Advani’s rethink gives added weight to the initial expression of shame and concern on the part of Prime Minister Atal Behari Vajpayee. It is unfortunate that the two senior-most leaders of the BJP did not have the political courage and wisdom to join forces and seek the removal of the Narendra Modi government and the imposition of a spell of President’s Rule in Gujarat. Instead, Advani and his supporters in the BJP defended Modi’s handling of the law and order situation at the time and some BJP leaders went to the extent of defying Vajpayee to defend Modi. This will remain a shameful chapter in the recent history of the ruling party. For this reason it is good that Advani has finally decided to make a clean breast of things and own up to his government’s and party’s failure in dealing with this challenge in a manner that would have served the nation better. Hopefully Gujarat chief minister Modi will also now fall in line and admit that his government failed in its constitutional duty of protecting the lives and property of the citizens of the state and has failed in punishing those appointed to uphold law and order for not doing their job.

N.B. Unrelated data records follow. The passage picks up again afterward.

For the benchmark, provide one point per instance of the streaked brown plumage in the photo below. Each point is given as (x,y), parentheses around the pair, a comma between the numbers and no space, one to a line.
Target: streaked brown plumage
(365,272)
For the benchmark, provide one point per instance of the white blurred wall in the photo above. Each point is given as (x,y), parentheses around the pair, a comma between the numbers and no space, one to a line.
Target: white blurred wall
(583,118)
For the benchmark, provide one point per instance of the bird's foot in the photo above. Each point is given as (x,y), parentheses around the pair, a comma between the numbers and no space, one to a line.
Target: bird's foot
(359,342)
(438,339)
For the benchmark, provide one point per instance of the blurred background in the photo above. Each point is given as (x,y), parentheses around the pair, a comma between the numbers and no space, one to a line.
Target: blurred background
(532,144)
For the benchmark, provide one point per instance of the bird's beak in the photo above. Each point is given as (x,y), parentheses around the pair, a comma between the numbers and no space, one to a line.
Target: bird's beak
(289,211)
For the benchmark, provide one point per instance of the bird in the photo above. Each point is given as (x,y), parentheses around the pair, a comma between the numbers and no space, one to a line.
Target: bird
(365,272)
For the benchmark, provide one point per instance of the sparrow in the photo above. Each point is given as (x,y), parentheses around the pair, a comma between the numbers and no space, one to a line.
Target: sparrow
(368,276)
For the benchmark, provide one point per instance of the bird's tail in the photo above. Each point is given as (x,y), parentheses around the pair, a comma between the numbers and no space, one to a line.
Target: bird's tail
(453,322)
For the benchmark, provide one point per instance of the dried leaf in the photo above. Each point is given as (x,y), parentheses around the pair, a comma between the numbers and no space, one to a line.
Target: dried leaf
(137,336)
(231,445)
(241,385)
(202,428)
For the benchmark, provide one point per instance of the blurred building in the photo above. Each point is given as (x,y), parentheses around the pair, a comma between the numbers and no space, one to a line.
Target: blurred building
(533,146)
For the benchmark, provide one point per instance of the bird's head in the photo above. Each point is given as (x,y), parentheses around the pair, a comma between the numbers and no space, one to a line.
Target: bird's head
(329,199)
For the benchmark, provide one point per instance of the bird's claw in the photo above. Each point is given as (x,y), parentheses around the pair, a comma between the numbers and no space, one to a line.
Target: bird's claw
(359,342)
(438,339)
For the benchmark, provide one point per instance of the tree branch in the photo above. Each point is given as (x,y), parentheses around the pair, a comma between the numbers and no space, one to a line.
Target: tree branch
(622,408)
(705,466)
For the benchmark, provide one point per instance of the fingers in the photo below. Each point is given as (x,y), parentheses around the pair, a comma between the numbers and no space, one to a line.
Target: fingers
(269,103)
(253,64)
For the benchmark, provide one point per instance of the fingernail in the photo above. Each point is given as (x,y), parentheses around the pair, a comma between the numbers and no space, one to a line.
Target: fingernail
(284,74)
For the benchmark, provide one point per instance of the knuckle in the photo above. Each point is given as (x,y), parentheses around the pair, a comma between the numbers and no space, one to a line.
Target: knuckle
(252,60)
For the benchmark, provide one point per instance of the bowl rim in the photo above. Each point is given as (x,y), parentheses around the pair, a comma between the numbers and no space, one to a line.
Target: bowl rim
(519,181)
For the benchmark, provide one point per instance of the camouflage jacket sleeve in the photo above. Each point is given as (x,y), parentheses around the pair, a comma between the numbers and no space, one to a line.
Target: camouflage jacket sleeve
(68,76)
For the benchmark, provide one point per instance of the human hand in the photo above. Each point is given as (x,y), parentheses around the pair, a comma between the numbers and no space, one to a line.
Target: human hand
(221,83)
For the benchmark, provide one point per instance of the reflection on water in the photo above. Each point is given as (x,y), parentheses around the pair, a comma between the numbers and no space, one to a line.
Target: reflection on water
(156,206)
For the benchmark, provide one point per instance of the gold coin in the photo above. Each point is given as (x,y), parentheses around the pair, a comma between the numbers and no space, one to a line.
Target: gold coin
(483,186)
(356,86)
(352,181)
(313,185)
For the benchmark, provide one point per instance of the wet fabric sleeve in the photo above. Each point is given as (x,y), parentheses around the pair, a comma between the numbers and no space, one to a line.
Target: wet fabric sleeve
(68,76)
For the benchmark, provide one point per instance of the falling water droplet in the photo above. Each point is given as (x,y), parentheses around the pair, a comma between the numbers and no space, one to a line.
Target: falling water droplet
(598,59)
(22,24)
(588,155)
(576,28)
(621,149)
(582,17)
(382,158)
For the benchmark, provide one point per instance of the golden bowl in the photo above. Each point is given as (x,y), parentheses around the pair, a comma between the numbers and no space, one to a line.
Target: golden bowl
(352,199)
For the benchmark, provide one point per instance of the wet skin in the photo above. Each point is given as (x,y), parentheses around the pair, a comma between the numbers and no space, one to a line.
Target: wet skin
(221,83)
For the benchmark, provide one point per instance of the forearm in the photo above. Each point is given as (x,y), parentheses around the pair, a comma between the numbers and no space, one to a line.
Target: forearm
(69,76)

The response of the Vishwa Hindu Parishad is along expected lines. However, it is important that the rank and file of BJP understand why the party’s tallest leaders have been forced to express their regret at the communal conflagration in Gujarat. It is wrong to believe that Advani’s comments are a slur on the Hindu community. Nor has he condoned the role of anti-national and anti-social elements within the Muslim community. Far from it. First of all no community is ever to blame as a whole for the wrong acts and thinking of a few elements in it. Second, anti-national and anti-social elements from both communities were responsible for both Godhra and the reaction to it. Third, an elected government is duty-bound to protect the life and property of every citizen and when its functionaries fail in this duty they must be punished. Finally, a policy of “an eye for an eye”, as Mahatma Gandhi taught us, leaves us all blind. Hence, even when faced with grave provocation, as indeed the nation was at Godhra, the correct response of responsible citizens and government functionaries would be to ensure that the law and order machinery and the security forces do their job and the law takes its course in bringing the guilty to book. No individual or private organisation can take the law into their own hands. That is what happened in Gujarat. It was time the home minister of India accepted this truth and so it is good that Advani has finally done it. We compliment him.